One of the benefits of my new membership at the British Museum, I've just discovered, is fast track entry into major exhibits. No pre-booking, no stopping by a desk to get tickets. Just wave your card and you're in. A speedy convenience that allowed me to pop into a show I'd been wanting to see after a doctor's appointment earlier this week. Too late, practically, to go back to the office. Just enough time to slip into "Beyond El Dorado: Power and Gold in Ancient Columbia."
You, however, are likely to need to plan your culture into your weekends, so note that you have only four left before this dazzling display heads back to Bogata.
We all know the stories of the avaricious Spaniards plundering South America for its gold. Frankly, it's a miracle there's any of it left. That feeling will be magnified when you see the delicacy of the objects here. Their wafer thin sheets and fine filagree work would get crushed in the standard jewellery box, much less in some panicked bid to hide them from conquest.
Most of the items on display here are ritual figures: human, animal or a spooky hybrid of both.

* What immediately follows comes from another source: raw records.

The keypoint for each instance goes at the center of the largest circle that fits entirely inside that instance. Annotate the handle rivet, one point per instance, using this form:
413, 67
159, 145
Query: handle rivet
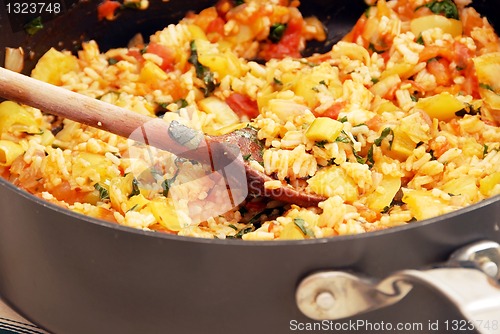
325, 300
490, 268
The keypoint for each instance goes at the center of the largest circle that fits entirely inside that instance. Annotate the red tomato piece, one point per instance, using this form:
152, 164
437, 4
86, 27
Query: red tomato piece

Like the bat man who features on the exhibit posters (below); far more impressive to my eyes than the super hero! The smallest are the size of your pinkie, the largest masks that might cover the human face. But on the whole, you're going to be looking with rapt fascination at little details. I was relieved there were few others in the show; you need to have your nose up against the display cases to really appreciate what you're seeing.
It's all a delight to just gawp at, not much different than window gazing at an exotic jewellery store. But there's also an educational subtext here, and it's worth reading the displays to get it. These were ritual objects, produced to further men's interaction with the gods. The penultimate room of the exhibit does best at getting this across.
Many of the objects are trays and containers used to take ritual drugs, or representations of the animals the users felt they communed with when under the influence. The exhibition designers have screened images of real jungle animals on a scrim hanging at the back of the dark room, and filled the twilight air with jungle and animal sounds. The only real light comes from the illumination of the gold objects. It's all marvellously creepy. Easy to see both how these figures … with a little help from the coca leaf … could take people to a spirit world, and how the Spaniards could feel no guilt at melting any of them down. They would have seen a perfectly good material being used for paganism and drug use.
The pre-colonisation Columbians, we learn, did not see gold as having any value beyond the spiritual. The Spaniards, of course, saw cold, hard cash. Turn the tables, and it would be like some alien descending on Europe with an insatiable taste for the stained glass in our churches, because for him it was money. What a tragic train wreck of cultures.
We can only be thankful that these beautiful bits and pieces survived for our inspection. You can check them out until 23 March.